Cevital, qui a réalisé un chiffre d’affaires de 125 milliards de dinars l’année dernière, a versé au Trésor public près de 139 milliards de dinars entre 1999 et 2008.

Le groupe qui a un effectif de 8391, envisage de créer 4000 nouveaux postes d’emplois durant cet exercice.

L’option idéologique de l’informel

Réda Hamiani, président du Forum des chefs d’entreprise (FCE), a axé, pour sa part, sa communication sur le marché informel qui aurait, selon lui, atténué les effets de l’ajustement structurel initié par le pays au moment où il était en situation de récession sévère.

« L’informel est une adaptation de l’offre à la demande après l’effondrement des couches moyennes », fait-il valoir. Pour lui, il ne faut pas non plus perdre de vue « l’option idéologique » de ce phénomène.

« Il y a ceux qui ont tourné le dos à une réglementation fiscale, estimant qu’on ne peut pas alimenter le budget d’un Etat contesté », a-t-il analysé.

L’un des visages de l’économie parallèle est le marché informel de la devise qui, note-il, malgré l’écart de 15 à 20% avec les taux pratiqués par les banques, reste florissant et est sollicité même par les opérateurs économiques.

Concernant la configuration du marché informel, il regrettera que celui-ci concerne les activités d’importation et de distribution et non la production.

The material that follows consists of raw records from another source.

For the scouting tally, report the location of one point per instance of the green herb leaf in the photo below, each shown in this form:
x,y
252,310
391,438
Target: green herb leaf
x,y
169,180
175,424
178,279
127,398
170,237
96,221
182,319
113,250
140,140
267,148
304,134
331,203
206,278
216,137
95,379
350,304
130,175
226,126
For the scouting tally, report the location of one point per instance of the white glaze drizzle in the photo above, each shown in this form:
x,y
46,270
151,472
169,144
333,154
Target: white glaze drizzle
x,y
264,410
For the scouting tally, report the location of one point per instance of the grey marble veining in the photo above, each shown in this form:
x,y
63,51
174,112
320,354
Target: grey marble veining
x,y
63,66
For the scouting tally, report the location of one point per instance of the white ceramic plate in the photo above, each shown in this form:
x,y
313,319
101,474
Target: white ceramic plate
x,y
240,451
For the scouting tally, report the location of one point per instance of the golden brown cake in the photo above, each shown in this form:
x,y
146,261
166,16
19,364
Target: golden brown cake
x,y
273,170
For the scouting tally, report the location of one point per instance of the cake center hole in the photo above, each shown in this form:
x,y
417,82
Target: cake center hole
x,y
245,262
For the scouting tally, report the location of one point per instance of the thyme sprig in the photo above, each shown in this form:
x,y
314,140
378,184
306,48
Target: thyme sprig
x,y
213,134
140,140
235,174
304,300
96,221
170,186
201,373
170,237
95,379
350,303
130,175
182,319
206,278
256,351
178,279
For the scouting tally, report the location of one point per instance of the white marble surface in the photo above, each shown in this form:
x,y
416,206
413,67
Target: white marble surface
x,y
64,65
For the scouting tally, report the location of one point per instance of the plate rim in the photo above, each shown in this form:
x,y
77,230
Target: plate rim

Les bénéfices générés par l’économie parallèle sont injectés dans le marché spéculatif immobilier faisant monter les enchères à des seuils intolérables.

« Le prix du mètre carré en Algérie est comparable à celui des grandes villes comme Paris ou New York. L’immobilier, c’est la machine à laver de l’argent de l’informel.

Il permet de se refaire une virginité. Plus de 50% de cette masse monétaire ne va pas aux banques », affirme à ce propos M. Hamiani.

Le président de la Chambre algérienne du commerce et de l’industrie (CACI), Brahim Bendjabber fera savoir que le marché informel pèse quelque 10 milliards de dollars représentant les bénéfices des entreprises et des artisans qui préfèrent évoluer clandestinement.

Il a plaidé pour la mise en place de mesures incitatives qui vont dans le sens de la réduction de la pression fiscale afin de les persuader d’intégrer le circuit formel.

Il a, entre autres, préconisé une exonération fiscale provisoire pendant une période de trois ans afin de leur permettre de s’adapter.

Il a suggéré par ailleurs une réduction de l’impôt sur les bénéfices des sociétés (IBS) pour le ramener à 10% contre 19 actuellement et de baisser le taux de l’IRG à 20%.

Il a indiqué qu’il serait plus judicieux de supprimer la vignette automobile et d’augmenter le prix des carburants afin de lutter contre la contrebande de ce produit et de permettre à l’Etat de ne pas avoir un manque à gagner.